Eventually the water pump will get noisy (or leak) and will have to be replaced. The fuel pump will quit.
But the car can deliver if you want probably many times that initial 50K miles in relatively trouble free driving over the years.
#10
Race Director
(Dealers of course use "back of the book" which is a number they obtain by being able to track/follow auction prices of various similar cars. The value a car dealer assigns to a car is what he can get for the car at an auction in the event the car doesn't sell of his lot in what ever time frame he is wiling to floor the car.)
The only people who know the "street value" of a particular car are those who have bought the car or can relate directly what was paid and the paritculars for a car, that is MY, make, mileage, condition, options, etc.
This info is scarce and unless one is very lucky he gets numbers that probably will not apply very closely to the car he is interested in. Thus he ventures forth with an overly optimistic opinion of what a car is worth or a too pessimistic opinion of what a car is worth.
In the first case he overpays for the car. In the 2nd he probably doesn't get the car because he has assigned too low a price to the car.

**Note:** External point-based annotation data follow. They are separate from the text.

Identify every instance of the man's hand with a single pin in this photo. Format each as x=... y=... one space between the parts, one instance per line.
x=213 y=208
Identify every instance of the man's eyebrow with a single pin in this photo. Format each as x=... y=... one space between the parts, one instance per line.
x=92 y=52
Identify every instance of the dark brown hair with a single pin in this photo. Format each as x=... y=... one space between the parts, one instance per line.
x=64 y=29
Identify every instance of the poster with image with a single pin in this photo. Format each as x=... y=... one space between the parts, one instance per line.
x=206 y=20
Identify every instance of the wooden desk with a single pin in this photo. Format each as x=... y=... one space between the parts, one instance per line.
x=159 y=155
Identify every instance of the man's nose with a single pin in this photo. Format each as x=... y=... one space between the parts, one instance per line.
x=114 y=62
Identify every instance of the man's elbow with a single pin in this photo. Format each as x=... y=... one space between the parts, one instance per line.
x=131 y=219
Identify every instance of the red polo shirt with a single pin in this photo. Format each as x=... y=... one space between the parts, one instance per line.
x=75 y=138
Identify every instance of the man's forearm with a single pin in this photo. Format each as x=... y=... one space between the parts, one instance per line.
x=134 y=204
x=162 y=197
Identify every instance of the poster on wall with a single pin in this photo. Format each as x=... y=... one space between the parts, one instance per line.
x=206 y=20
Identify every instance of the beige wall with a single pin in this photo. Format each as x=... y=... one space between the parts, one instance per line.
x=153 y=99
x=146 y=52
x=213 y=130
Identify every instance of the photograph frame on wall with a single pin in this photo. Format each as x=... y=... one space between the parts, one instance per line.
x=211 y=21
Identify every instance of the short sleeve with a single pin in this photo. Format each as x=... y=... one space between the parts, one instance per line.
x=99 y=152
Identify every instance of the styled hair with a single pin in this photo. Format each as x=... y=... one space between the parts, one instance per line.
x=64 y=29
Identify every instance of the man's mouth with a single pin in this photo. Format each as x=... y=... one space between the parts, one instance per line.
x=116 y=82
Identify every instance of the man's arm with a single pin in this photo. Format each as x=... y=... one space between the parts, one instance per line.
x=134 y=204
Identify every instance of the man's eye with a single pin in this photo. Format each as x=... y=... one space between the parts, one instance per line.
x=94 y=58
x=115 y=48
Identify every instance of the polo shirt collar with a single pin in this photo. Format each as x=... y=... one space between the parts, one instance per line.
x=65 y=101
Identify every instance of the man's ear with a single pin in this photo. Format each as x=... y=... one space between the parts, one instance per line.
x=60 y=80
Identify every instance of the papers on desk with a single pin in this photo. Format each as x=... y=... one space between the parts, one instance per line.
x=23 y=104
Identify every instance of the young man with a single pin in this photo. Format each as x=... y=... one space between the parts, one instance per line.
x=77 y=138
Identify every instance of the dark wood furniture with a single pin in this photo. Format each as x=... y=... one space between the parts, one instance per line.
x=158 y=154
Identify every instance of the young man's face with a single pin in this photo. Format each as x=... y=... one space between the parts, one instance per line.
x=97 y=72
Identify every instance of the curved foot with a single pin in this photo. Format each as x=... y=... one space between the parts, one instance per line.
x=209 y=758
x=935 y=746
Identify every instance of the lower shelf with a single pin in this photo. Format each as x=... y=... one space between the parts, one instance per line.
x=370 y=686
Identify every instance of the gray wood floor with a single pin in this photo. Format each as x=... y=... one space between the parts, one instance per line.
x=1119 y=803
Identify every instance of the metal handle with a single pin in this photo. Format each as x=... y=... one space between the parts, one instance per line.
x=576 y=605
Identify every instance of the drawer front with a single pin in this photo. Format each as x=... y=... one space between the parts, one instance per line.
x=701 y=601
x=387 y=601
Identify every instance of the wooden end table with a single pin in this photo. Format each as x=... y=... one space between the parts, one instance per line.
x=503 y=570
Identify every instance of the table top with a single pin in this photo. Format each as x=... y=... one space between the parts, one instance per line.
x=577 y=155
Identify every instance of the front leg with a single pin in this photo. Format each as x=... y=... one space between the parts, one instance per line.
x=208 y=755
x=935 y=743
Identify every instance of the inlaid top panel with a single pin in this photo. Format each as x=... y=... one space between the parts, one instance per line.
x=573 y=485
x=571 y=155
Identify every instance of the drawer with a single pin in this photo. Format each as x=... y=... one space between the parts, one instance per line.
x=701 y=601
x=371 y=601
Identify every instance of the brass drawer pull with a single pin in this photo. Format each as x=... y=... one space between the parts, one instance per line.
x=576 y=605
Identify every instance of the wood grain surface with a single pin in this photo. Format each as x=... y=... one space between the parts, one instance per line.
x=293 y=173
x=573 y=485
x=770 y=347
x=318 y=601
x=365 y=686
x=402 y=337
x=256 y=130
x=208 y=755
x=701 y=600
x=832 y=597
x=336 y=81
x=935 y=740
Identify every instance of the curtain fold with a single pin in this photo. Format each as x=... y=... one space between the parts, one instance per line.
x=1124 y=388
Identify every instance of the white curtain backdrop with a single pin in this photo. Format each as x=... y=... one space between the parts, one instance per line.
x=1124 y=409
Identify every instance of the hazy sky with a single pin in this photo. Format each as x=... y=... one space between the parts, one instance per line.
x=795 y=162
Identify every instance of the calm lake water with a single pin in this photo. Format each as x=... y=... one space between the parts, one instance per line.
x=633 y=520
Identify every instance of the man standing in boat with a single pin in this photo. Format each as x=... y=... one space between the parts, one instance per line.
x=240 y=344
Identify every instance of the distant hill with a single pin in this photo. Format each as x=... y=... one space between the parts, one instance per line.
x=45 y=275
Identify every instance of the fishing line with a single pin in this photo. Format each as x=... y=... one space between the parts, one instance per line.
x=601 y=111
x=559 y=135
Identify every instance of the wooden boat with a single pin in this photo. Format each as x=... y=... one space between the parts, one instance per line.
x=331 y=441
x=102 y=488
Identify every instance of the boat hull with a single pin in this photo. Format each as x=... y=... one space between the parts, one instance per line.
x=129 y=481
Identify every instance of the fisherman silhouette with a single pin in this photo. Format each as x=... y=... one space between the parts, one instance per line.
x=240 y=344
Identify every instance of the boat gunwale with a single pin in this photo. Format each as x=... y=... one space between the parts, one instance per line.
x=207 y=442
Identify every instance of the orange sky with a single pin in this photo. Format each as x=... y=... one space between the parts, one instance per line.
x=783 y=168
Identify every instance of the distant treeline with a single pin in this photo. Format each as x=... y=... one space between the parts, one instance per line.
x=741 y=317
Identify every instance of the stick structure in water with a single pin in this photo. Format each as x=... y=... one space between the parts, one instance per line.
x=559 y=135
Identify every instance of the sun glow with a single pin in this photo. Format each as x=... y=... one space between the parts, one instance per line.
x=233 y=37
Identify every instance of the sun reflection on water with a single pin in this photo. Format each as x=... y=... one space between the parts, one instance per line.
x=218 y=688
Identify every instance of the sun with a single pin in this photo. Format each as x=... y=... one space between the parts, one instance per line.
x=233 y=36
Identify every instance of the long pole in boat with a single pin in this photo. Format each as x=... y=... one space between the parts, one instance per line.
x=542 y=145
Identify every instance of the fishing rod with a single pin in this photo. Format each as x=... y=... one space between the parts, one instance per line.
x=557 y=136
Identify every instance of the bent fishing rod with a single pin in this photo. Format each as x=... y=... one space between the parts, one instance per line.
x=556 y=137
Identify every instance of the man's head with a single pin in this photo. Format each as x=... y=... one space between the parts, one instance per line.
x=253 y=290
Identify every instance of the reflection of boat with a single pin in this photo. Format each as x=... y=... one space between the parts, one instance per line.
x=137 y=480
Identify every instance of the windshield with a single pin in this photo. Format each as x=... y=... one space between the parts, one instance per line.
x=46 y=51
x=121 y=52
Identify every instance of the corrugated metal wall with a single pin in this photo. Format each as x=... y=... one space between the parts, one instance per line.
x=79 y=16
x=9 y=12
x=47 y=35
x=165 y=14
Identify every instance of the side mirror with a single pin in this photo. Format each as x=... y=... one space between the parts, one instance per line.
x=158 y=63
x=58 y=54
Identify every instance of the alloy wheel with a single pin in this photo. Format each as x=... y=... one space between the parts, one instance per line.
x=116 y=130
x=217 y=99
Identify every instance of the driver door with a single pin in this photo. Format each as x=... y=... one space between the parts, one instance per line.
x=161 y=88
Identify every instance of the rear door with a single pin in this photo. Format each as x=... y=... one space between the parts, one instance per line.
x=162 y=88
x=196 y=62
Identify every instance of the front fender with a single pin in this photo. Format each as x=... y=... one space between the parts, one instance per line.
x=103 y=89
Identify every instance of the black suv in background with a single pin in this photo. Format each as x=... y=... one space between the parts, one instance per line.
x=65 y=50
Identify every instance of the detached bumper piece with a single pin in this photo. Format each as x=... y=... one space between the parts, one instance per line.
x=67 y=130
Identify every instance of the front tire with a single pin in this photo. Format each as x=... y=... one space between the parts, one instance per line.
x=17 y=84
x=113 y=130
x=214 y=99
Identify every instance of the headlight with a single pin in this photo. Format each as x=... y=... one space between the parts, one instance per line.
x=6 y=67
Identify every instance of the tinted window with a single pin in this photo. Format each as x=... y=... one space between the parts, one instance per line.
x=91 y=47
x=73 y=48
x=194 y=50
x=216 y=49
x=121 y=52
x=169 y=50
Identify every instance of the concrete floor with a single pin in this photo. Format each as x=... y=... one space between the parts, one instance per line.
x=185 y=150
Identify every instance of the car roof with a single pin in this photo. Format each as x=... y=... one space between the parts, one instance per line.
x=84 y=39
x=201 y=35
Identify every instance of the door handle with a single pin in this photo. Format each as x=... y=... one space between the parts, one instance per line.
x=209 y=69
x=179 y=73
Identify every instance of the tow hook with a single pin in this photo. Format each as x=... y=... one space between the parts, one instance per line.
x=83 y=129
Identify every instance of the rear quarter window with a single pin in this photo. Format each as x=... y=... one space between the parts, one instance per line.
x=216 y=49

I have found the few times I've used the info the values offered by KBB and NADA very helpful in helping me arrive at a price for a car.
'course, you can choose to arrive at a price by any means you want.
And I have to repeat get "fair" out of the discussion for used car prices. What is "fair"? From the seller's point of view a fair price is what he's asking for the car so then pay the asking price and be comforted by the fact you paid a "fair" price for the car.
#12
After more than a year of searching, I just bought a pristine well-optioned 2011 Cayman base 6MT-low-mid $30s. Based on the previous cars I had shopped, I considered it a fair price, maybe $2k below market.